Parmi ceux qui continuent à l’utiliser, les témoignages sont partagés. Une partie des utilisateurs témoigne d’une amélioration subjective des symptômes grippaux et d’une meilleure tolérance par rapport aux médicaments allopathiques.
D’autres, notamment des parents ayant donné le L52 à leurs enfants, expriment une désillusion franche depuis les révélations sur les risques cardiaques : ils ne comprennent pas pourquoi un produit décrit comme « naturel » a pu être associé à des effets cardiovasculaires sérieux.
Du côté des professionnels de santé, le discours est plus tranché. La majorité des médecins généralistes interrogés dans des enquêtes de terrain ont cessé de le recommander depuis l’avis de la HAS.

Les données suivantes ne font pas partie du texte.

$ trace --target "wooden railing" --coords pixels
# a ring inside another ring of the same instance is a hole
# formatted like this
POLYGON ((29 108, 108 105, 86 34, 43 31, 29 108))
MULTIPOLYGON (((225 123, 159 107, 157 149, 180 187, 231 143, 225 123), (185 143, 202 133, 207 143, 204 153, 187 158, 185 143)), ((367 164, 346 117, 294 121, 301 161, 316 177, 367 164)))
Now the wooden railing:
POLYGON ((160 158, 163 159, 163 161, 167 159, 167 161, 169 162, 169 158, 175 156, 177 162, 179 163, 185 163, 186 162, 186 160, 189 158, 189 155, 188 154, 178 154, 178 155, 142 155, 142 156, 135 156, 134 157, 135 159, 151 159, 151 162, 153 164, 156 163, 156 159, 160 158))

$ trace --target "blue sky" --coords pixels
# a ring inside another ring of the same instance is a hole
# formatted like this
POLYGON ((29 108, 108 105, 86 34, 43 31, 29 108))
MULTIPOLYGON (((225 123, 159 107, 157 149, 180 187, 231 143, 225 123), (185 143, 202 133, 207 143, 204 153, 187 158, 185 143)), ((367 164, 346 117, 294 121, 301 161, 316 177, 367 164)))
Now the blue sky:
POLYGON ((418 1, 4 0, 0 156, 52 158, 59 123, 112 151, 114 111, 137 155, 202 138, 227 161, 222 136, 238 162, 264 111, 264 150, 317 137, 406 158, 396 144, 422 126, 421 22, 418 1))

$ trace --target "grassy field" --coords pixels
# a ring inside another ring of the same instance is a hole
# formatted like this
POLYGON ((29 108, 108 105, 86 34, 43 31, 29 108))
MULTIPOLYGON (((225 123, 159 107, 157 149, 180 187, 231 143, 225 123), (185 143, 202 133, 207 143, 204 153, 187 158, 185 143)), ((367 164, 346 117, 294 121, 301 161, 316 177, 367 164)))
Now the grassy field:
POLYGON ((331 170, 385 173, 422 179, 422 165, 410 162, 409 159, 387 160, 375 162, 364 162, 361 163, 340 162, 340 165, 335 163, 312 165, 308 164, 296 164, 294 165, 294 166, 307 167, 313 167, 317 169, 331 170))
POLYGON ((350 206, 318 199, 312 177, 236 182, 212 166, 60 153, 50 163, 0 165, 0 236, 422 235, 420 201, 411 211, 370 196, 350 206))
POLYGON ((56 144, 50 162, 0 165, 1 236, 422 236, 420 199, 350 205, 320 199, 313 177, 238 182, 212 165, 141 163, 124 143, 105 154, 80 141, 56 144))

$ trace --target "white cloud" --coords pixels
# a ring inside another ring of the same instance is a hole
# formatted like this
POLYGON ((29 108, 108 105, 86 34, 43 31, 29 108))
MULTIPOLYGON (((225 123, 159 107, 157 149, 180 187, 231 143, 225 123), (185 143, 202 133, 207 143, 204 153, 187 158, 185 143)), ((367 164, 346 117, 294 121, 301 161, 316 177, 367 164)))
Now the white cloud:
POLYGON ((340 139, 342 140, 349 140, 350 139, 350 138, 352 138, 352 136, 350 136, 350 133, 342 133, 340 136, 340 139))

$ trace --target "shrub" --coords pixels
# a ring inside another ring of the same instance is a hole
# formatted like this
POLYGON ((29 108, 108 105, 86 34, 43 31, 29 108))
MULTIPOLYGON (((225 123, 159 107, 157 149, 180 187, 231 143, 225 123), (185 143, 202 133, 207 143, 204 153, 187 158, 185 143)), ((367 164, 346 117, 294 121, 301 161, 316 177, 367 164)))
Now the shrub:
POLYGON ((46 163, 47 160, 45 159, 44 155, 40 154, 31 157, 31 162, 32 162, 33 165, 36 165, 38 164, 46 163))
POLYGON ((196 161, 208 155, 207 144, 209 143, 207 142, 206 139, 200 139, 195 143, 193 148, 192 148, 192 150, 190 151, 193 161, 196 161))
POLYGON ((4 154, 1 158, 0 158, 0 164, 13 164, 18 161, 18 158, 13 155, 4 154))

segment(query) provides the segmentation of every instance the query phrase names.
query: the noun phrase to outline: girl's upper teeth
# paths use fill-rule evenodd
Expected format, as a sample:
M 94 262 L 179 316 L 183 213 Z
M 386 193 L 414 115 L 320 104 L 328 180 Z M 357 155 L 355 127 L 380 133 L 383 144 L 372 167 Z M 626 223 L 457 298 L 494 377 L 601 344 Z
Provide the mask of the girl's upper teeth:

Certains pharmaciens continuent à le proposer à des habitués, en précisant désormais son statut non remboursé et en mentionnant les précautions liées à l’éthanol.
Le L52 reste un choix contesté face aux alternatives validées scientifiquement
Pour traiter un épisode grippal ou un état fébrile, les alternatives au L52 disposent d’un niveau de preuve sans commune mesure. Le paracétamol reste la référence pour la fièvre et les douleurs légères à modérées, avec un profil de sécurité bien documenté aux doses recommandées.
Les anti-inflammatoires non stéroïdiens (ibuprofène) sont également disponibles, avec leurs propres contre-indications à respecter.
Face à ces options, le L52 occupe une position fragile : aucune efficacité prouvée, des risques cardiovasculaires signalés, une teneur en éthanol non négligeable, et un prix désormais entièrement à la charge du patient.
Ce tableau ne plaide pas pour une automédication homéopathique systématique, surtout chez les profils à risque.
Si vous êtes attaché à ce produit pour des raisons personnelles ou par habitude familiale, la démarche raisonnable est d’en parler à votre médecin – pas pour vous en faire interdire l’usage, mais pour évaluer si votre profil de santé est compatible avec les précautions d’emploi.
Un médicament qui ne fait peut-être rien peut quand même faire quelque chose de problématique pour certains patients. C’est précisément cette nuance que les agences sanitaires essaient, depuis 2019, de faire entendre.